What is a CT Coronary Artery Calcium Heart Scan?
The coronary artery calcium heart scan is a CT scan of the heart that looks for areas of calcium in the arteries that supply the heart with blood. The amount of calcium detected is then added together to give a score. The more calcium there is, the higher the score. Calcium signifies calcified plaque in the heart arteries. Plaque is the substance that leads to blockages and when it bursts, known as plaque rupture, it is what leads to a heart attack. The point of the CT coronary artery calcium heart scan is to determine the cardiovascular risk of a person. The score is typically obtained in people who are otherwise healthy and don’t have symptoms to try and assess their risk.
What Do The CT Coronary Artery Calcium Scores Mean?
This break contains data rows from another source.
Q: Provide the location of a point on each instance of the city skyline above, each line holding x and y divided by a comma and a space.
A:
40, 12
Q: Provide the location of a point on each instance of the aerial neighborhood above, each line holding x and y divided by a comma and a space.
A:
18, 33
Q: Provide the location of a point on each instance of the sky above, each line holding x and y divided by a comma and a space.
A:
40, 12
A calcium score of 0 means there is no calcified plaque in the arteries
A calcium score of 1-10 means minimal plaque
A calcium score of 11-100 means mild plaque
A calcium score of 101-400 means moderate plaque
A calcium score of >400 means severe plaque
What Do The CT Coronary Artery Calcium Scores Mean In Terms of Risk?
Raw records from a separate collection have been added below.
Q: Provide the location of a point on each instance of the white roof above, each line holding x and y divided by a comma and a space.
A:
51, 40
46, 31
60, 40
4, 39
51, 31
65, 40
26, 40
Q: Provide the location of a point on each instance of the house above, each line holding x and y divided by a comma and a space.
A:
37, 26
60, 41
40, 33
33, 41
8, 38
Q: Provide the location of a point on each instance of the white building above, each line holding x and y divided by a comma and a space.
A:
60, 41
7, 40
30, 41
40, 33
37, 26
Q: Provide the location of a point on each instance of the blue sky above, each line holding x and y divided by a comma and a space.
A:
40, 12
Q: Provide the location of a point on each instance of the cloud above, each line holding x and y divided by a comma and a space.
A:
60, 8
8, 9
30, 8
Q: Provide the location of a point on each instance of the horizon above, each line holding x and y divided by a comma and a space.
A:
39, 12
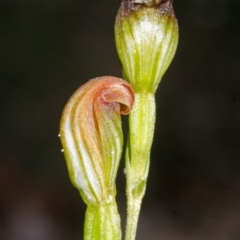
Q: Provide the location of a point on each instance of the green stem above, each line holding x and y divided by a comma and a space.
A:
141, 131
102, 222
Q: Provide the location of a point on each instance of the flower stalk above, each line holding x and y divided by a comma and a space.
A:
91, 135
146, 35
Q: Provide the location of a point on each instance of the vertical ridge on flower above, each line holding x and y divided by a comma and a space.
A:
146, 35
91, 136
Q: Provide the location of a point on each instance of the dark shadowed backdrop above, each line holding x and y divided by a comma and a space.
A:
48, 48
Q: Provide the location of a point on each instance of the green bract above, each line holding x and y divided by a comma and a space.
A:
146, 35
A calcium score of 0 is felt to be very low risk. The predicted chance of an event across studies is around 1-2% over 10 years. Of course that places people with a calcium score of zero in a low risk group.
A calcium score of 0-100 is still felt to be relatively low risk. With the predicted chance of an event over 10 years estimated to be around 2-6%
A calcium score of 101-400 signifies intermediate risk of an event. The predicted 10-year chance of an event is between 13-16%.
A calcium score of >400 signifies high risk of an event. The predicted 10-year chance of an event is between 22-29%.
A calcium score of >1000 signifies very high risk of an event. The predicted 10-year chance of an event is 37%.
CT Coronary Artery Calcium Scores In Diabetic Patients
In general, patients with diabetes are considered to be at higher cardiovascular risk than patients without diabetes. Patients with diabetes and a coronary artery calcium score greater than 0 are at higher risk than patients with similar scores and without diabetes. In patients with scores of 0, the risk is low even if patients have diabetes.
What To Do With Calcium Scores In Patients Without Symptoms?
The question often asked is should patients with higher than usual calcium scores have further testing such as stress tests. The higher the calcium score, the higher the risk of a stress test being positive. In patients with lower calcium scores and no symptoms, stress testing is generally not considered appropriate. In patients with higher scores, i.e. >400, stress testing may be more appropriate in cases. In general there is no good evidence to take patients with high calcium scores for invasive tests such as heart catheterization.